Processed by the eye, yes, but that rises to 100% for images processed by the brain. The brain appropriates images by imparting its processing on the lower level visual cortex. Perception is an active process.
This is true. I did not mean to say that just because I think it is wrong, that it is. However, the claim seemed to be that the images experienced by the brain are fully synthesized by the brain. Which seemed off.
Again, just because it seems off to be does not mean it is wrong. Not my field, and whatnot. I can even see something to be said for visual processing going in stages such that the stage that you are cognizant of is effectively on images constructed by you. That seems to be a different claim, though.
The claim was "Processed by the eye, yes, but that rises to 100% for images processed by the brain." That is, that the images processed by the brain were 100% constructed by the brain.
The implication I got was that the images you perceive are entirely of your own devising. This seems off to me. Certainly anyone that is blind but still able to visualize a room is using constructed visualizations. But, that is a different thing than someone that is able to see.
This is different from written words. Which are 100% devised by another being. Maybe assembled by a machine, but the words and the meanings of them are learned and come from taught meanings. Not from raw processed experiences.

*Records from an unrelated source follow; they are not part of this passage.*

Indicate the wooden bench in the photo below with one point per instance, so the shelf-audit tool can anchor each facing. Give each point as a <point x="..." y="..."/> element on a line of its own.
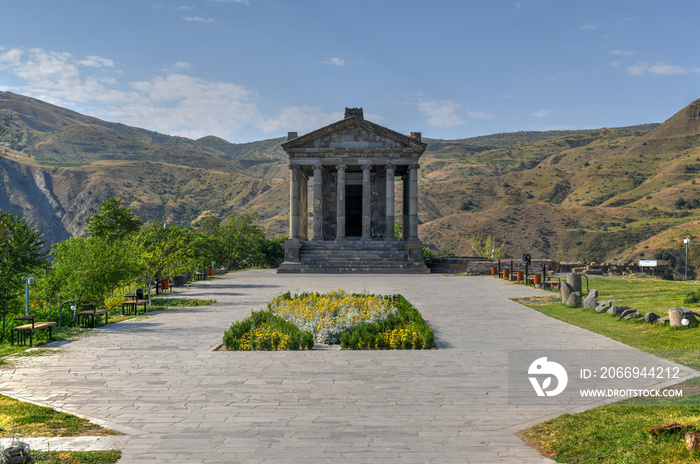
<point x="132" y="307"/>
<point x="86" y="318"/>
<point x="27" y="330"/>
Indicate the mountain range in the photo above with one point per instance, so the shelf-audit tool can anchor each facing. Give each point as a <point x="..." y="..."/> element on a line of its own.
<point x="609" y="194"/>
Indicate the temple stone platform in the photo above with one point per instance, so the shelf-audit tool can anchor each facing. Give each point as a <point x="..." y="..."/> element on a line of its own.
<point x="343" y="177"/>
<point x="347" y="257"/>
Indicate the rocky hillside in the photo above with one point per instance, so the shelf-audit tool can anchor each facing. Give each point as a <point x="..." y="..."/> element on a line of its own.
<point x="599" y="195"/>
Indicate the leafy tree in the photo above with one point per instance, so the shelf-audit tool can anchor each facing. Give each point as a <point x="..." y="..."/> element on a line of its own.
<point x="165" y="249"/>
<point x="114" y="221"/>
<point x="21" y="253"/>
<point x="487" y="248"/>
<point x="90" y="269"/>
<point x="241" y="242"/>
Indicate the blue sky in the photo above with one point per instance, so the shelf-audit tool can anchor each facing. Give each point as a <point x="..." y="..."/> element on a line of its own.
<point x="248" y="70"/>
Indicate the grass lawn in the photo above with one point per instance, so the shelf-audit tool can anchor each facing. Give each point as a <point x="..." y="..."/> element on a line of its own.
<point x="643" y="295"/>
<point x="72" y="333"/>
<point x="76" y="457"/>
<point x="618" y="433"/>
<point x="23" y="420"/>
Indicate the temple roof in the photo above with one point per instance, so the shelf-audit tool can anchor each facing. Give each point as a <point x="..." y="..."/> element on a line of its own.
<point x="354" y="133"/>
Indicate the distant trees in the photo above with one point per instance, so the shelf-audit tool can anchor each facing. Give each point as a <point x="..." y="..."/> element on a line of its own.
<point x="7" y="135"/>
<point x="236" y="242"/>
<point x="120" y="249"/>
<point x="22" y="253"/>
<point x="90" y="269"/>
<point x="487" y="248"/>
<point x="113" y="221"/>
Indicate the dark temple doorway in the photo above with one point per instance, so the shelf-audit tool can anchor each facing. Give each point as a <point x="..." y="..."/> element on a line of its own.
<point x="353" y="210"/>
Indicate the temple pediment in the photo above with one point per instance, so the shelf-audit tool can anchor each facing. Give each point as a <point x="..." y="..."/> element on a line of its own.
<point x="352" y="134"/>
<point x="351" y="167"/>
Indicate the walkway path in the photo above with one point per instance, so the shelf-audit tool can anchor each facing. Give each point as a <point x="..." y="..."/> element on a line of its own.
<point x="158" y="379"/>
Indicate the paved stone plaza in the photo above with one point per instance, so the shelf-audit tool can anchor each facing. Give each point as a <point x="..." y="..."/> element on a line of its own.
<point x="158" y="380"/>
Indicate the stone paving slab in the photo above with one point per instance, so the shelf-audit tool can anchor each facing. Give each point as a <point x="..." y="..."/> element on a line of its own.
<point x="158" y="379"/>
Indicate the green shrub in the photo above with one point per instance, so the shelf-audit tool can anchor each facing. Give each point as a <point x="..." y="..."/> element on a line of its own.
<point x="249" y="334"/>
<point x="692" y="297"/>
<point x="405" y="330"/>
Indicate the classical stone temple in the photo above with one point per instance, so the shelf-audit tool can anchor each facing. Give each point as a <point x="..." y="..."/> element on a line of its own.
<point x="353" y="166"/>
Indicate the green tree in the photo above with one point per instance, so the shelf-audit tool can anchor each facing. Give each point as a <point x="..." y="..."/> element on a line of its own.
<point x="241" y="243"/>
<point x="21" y="254"/>
<point x="167" y="250"/>
<point x="487" y="248"/>
<point x="90" y="269"/>
<point x="114" y="221"/>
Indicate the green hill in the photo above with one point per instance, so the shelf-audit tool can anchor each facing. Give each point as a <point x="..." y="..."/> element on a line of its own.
<point x="605" y="195"/>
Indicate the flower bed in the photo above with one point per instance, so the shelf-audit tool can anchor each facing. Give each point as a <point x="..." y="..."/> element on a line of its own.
<point x="265" y="331"/>
<point x="354" y="321"/>
<point x="330" y="315"/>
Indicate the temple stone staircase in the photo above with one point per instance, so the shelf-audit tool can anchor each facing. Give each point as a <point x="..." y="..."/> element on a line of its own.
<point x="375" y="257"/>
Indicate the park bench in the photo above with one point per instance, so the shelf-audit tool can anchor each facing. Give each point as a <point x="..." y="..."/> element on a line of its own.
<point x="132" y="306"/>
<point x="27" y="330"/>
<point x="86" y="317"/>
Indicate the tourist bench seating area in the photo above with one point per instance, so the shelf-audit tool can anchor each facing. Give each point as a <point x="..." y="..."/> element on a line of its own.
<point x="25" y="332"/>
<point x="132" y="306"/>
<point x="86" y="317"/>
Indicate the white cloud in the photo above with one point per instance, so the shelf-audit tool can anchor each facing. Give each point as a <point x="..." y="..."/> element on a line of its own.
<point x="58" y="77"/>
<point x="480" y="115"/>
<point x="660" y="68"/>
<point x="96" y="62"/>
<point x="334" y="61"/>
<point x="189" y="106"/>
<point x="172" y="104"/>
<point x="622" y="52"/>
<point x="200" y="19"/>
<point x="441" y="113"/>
<point x="299" y="118"/>
<point x="543" y="113"/>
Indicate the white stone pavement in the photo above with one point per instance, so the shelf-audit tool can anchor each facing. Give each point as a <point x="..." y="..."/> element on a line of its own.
<point x="158" y="380"/>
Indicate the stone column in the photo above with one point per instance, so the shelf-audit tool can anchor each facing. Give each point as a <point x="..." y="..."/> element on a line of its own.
<point x="340" y="204"/>
<point x="413" y="201"/>
<point x="389" y="234"/>
<point x="294" y="202"/>
<point x="318" y="202"/>
<point x="366" y="203"/>
<point x="404" y="217"/>
<point x="303" y="206"/>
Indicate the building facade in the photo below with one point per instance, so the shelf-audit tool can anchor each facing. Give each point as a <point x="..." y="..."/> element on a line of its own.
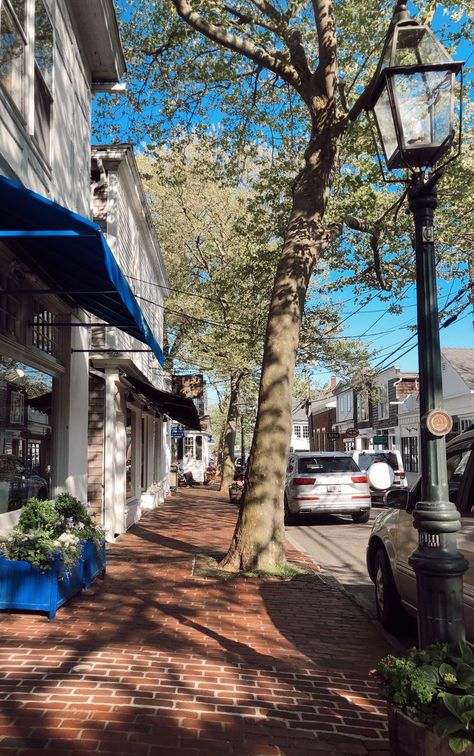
<point x="81" y="303"/>
<point x="52" y="62"/>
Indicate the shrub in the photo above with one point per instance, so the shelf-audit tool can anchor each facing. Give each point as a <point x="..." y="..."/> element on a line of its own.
<point x="47" y="530"/>
<point x="37" y="515"/>
<point x="434" y="686"/>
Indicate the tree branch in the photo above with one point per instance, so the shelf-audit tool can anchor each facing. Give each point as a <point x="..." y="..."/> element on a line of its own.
<point x="237" y="44"/>
<point x="326" y="72"/>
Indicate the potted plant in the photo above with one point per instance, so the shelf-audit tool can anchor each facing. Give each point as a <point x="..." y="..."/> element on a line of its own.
<point x="236" y="490"/>
<point x="75" y="515"/>
<point x="53" y="551"/>
<point x="430" y="694"/>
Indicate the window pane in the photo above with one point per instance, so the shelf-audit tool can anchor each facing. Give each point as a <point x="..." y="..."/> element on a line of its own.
<point x="12" y="58"/>
<point x="129" y="455"/>
<point x="326" y="464"/>
<point x="25" y="434"/>
<point x="19" y="8"/>
<point x="44" y="44"/>
<point x="43" y="103"/>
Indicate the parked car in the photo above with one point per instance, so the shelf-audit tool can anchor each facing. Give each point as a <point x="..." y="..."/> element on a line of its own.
<point x="326" y="483"/>
<point x="18" y="484"/>
<point x="393" y="539"/>
<point x="365" y="458"/>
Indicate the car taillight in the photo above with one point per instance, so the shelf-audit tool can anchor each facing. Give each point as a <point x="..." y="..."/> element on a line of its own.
<point x="360" y="479"/>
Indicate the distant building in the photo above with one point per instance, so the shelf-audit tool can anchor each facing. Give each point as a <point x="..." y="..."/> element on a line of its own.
<point x="299" y="427"/>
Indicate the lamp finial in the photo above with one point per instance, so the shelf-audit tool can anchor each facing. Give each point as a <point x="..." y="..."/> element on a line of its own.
<point x="401" y="13"/>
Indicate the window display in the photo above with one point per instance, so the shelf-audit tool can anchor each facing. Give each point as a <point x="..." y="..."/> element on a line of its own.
<point x="25" y="433"/>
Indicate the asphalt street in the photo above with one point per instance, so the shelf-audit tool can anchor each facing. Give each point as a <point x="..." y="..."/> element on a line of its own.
<point x="338" y="545"/>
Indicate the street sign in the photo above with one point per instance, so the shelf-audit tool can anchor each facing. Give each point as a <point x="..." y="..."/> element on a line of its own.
<point x="351" y="433"/>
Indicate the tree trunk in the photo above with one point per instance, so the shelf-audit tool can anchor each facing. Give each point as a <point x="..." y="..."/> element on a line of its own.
<point x="230" y="430"/>
<point x="258" y="541"/>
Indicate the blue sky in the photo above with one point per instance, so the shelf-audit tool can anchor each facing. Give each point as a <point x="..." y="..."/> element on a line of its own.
<point x="387" y="332"/>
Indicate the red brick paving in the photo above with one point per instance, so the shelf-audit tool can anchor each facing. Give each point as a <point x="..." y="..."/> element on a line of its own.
<point x="154" y="661"/>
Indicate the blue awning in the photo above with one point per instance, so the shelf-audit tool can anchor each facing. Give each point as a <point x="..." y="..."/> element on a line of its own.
<point x="74" y="253"/>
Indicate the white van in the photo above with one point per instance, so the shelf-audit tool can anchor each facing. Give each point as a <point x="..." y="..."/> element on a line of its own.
<point x="364" y="458"/>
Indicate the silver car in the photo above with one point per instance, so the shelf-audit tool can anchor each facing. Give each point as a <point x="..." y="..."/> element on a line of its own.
<point x="393" y="539"/>
<point x="325" y="483"/>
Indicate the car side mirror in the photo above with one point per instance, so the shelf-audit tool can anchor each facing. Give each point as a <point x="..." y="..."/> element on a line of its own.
<point x="396" y="498"/>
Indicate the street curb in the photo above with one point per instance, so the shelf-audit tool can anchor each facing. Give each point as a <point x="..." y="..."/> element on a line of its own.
<point x="330" y="580"/>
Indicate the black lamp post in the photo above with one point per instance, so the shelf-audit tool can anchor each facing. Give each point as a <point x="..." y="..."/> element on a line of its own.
<point x="412" y="100"/>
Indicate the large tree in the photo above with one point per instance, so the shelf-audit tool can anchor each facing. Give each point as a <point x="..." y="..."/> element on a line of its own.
<point x="268" y="73"/>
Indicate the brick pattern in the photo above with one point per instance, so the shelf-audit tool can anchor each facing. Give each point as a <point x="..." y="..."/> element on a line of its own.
<point x="154" y="660"/>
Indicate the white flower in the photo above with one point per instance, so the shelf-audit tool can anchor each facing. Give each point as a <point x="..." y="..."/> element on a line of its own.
<point x="68" y="539"/>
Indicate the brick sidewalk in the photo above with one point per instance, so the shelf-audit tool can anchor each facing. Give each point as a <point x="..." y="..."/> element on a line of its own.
<point x="153" y="660"/>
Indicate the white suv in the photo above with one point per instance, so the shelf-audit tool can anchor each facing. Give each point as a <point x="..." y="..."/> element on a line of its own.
<point x="328" y="483"/>
<point x="364" y="458"/>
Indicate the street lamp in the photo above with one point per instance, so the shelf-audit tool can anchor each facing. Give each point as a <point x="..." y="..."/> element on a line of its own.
<point x="412" y="101"/>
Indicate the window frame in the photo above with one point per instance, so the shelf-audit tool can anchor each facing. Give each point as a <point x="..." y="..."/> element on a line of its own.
<point x="383" y="407"/>
<point x="21" y="29"/>
<point x="34" y="86"/>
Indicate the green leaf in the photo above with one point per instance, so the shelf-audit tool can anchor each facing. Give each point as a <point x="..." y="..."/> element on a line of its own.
<point x="461" y="707"/>
<point x="459" y="744"/>
<point x="447" y="669"/>
<point x="446" y="726"/>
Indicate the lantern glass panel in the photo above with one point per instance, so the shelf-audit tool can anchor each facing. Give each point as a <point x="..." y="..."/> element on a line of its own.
<point x="416" y="45"/>
<point x="385" y="125"/>
<point x="425" y="106"/>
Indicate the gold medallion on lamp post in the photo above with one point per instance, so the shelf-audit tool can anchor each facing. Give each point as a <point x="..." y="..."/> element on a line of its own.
<point x="438" y="422"/>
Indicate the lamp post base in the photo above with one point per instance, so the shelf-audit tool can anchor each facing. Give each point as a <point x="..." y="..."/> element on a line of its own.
<point x="439" y="570"/>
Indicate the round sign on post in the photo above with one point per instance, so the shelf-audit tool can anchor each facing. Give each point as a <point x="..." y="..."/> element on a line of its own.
<point x="438" y="422"/>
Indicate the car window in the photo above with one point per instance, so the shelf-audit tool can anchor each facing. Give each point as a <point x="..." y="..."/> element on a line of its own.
<point x="326" y="464"/>
<point x="365" y="460"/>
<point x="457" y="460"/>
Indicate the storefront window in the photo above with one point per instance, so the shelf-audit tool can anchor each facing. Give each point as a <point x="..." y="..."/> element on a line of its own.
<point x="25" y="434"/>
<point x="129" y="453"/>
<point x="410" y="453"/>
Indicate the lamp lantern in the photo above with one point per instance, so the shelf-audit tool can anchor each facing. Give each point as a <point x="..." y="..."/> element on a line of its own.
<point x="413" y="95"/>
<point x="412" y="101"/>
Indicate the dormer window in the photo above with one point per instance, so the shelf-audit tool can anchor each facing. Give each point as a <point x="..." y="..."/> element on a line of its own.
<point x="28" y="57"/>
<point x="13" y="51"/>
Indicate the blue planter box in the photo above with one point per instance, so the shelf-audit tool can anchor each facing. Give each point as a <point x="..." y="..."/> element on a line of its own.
<point x="26" y="588"/>
<point x="94" y="561"/>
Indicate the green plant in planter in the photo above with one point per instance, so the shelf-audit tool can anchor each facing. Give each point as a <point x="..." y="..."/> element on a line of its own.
<point x="38" y="515"/>
<point x="75" y="515"/>
<point x="47" y="530"/>
<point x="434" y="686"/>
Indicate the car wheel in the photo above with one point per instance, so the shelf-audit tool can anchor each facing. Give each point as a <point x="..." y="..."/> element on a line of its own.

I'm not entirely following what you mean, but that's OK. My hunch is our differences lie this concept of "taught meaning". I don't think meanings are taught, in any traditional sense. I think they are absorbed, acquired, and synthesized by the incredible pattern matching of the brain, operating off of direct, perceptual experience. Of course, these experiences includes things like reflection, reading a textbook, having a conversation, watching a movie, daydreaming etc.
When one reads a piece of text, it's being interpreted through the complex mental models of the world and layers of meaning that have been built up in the individual's brain over the years.
>A natural image is formed when a collection of objects is illuminated by incoming light, and the resulting image is projected onto the retina. The human brain is not involved at all in this process
No, the retina is a complex processor, and so is the optic nerve. Brain scientists nowadays say the retina is an extension of the brain.
> A natural image is formed when a collection of objects is illuminated by incoming light, and the resulting image is projected onto the retina.
But that's sort of the point no? The incoming information is not an unstructured white noise of photons striking our retina. There is a sort of structure to the information that can be modelled. One such model of this structured information is as a "grammar tree" (really just a tree, we're coders here.) The example in the article is that the arm occludes the teepee, which occludes the background trees. Any visual system needs to break this hierarchy down.
Recursion was recently shown to enable generalization in neural programming architectures [1] but from a critical inquiry p.o.v. we note that recursion requires a mechanism for maintaining context and look for the existence (or lack of) such mechanism in animal brains.
Maybe you could argue that human brains perceive images using grammar-like structures.